Regarding [pseudo]anonymization, there are plenty of deanonymization attacks
against various [pseudo]anonymization techniques, so always look into
potential problems specific to the type of data you will be storing and
[pseudo]anonymizing.

Something I would recommend to handle the data you do decide to keep; look up
a HIPPA electronic compliance guide, and see what engineering practices have
been settled on by folks who will get hit with enormous fines if there is a
breach. Curiously, when there are consequences for breaches due to non-
compliance with data-handling best practices, companies get much better at
doing the right thing. Industries where data-mishandling laws have teeth tend
to have fewer breaches.

Although I do think there are lessons to be learned for virtually everybody
from HIPPA compliance guidelines, the approach you will end up using to
protect your data will not be a one-size fits all approach; you will need to
consider the architecture of your system, the kinds of data you need to keep,
what you'll be using it for, whether you will access it regularly, etc.
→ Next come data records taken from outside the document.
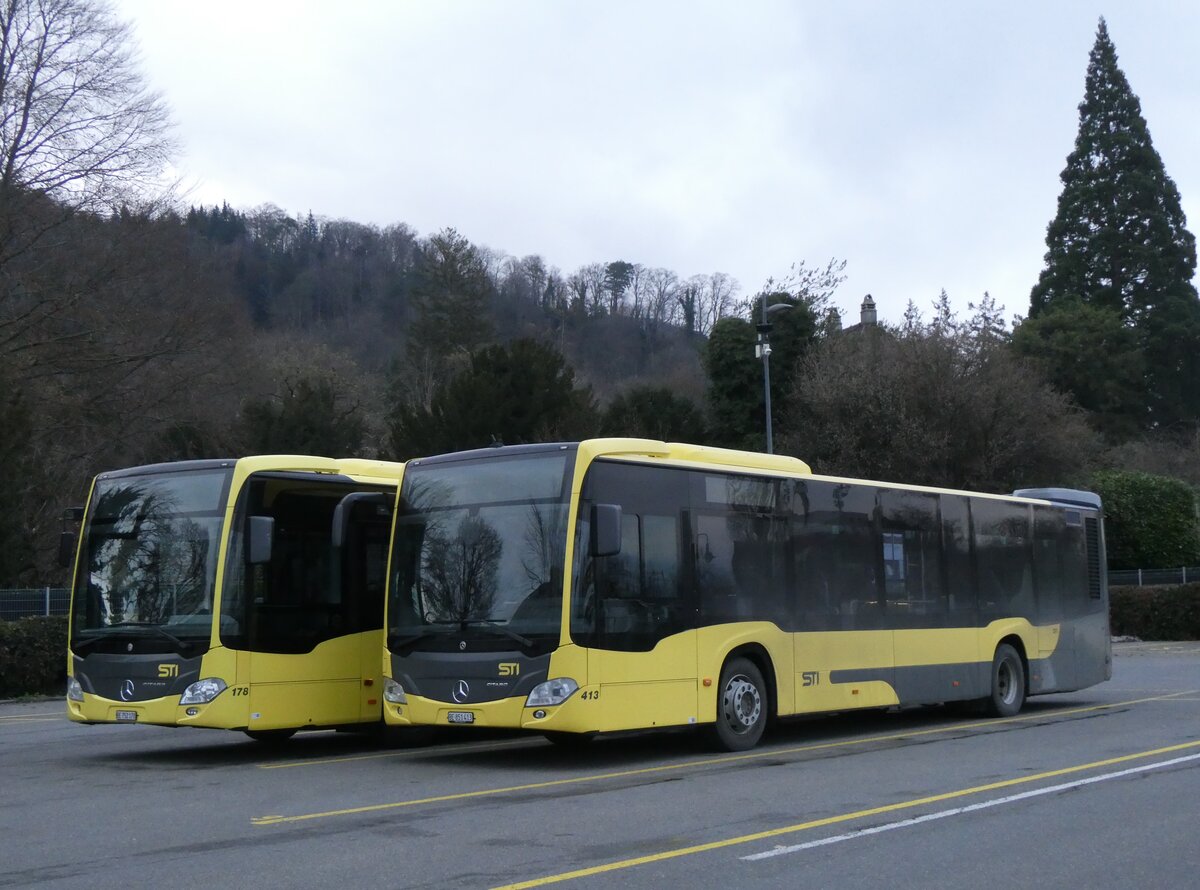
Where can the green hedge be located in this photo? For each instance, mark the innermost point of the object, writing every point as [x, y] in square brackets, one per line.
[33, 656]
[1156, 613]
[1150, 522]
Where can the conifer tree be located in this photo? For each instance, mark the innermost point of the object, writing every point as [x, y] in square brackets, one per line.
[1119, 245]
A good place to start looking is here[1]. It's got a huge number of short
"cheat sheet" like guides that cover a narrow topic relating to security. Some
ones you might want to check out: password storage[2], authentication[3],
attack surface analysis[4], SQL-injection prevention[5], cryptographic data
storage[6]. Find guides related to your data and what you want to do with it,
then read up, following some of the recommended other links in each cheat
sheet.

[0]
[https://www.schneier.com/essays/archives/2016/03/data_is_a_t...](https://www.schneier.com/essays/archives/2016/03/data_is_a_toxic_asse.html)

[1]
[https://github.com/OWASP/CheatSheetSeries](https://github.com/OWASP/CheatSheetSeries)

[2]
[https://github.com/OWASP/CheatSheetSeries/blob/master/cheats...](https://github.com/OWASP/CheatSheetSeries/blob/master/cheatsheets/Password_Storage_Cheat_Sheet.md)

[3]
[https://github.com/OWASP/CheatSheetSeries/blob/master/cheats...](https://github.com/OWASP/CheatSheetSeries/blob/master/cheatsheets/Authentication_Cheat_Sheet.md)

[4]
[https://github.com/OWASP/CheatSheetSeries/blob/master/cheats...](https://github.com/OWASP/CheatSheetSeries/blob/master/cheatsheets/Attack_Surface_Analysis_Cheat_Sheet.md)

[5]
[https://github.com/OWASP/CheatSheetSeries/blob/master/cheats...](https://github.com/OWASP/CheatSheetSeries/blob/master/cheatsheets/SQL_Injection_Prevention_Cheat_Sheet.md)

[6]
[https://github.com/OWASP/CheatSheetSeries/blob/master/cheats...](https://github.com/OWASP/CheatSheetSeries/blob/master/cheatsheets/Cryptographic_Storage_Cheat_Sheet.md)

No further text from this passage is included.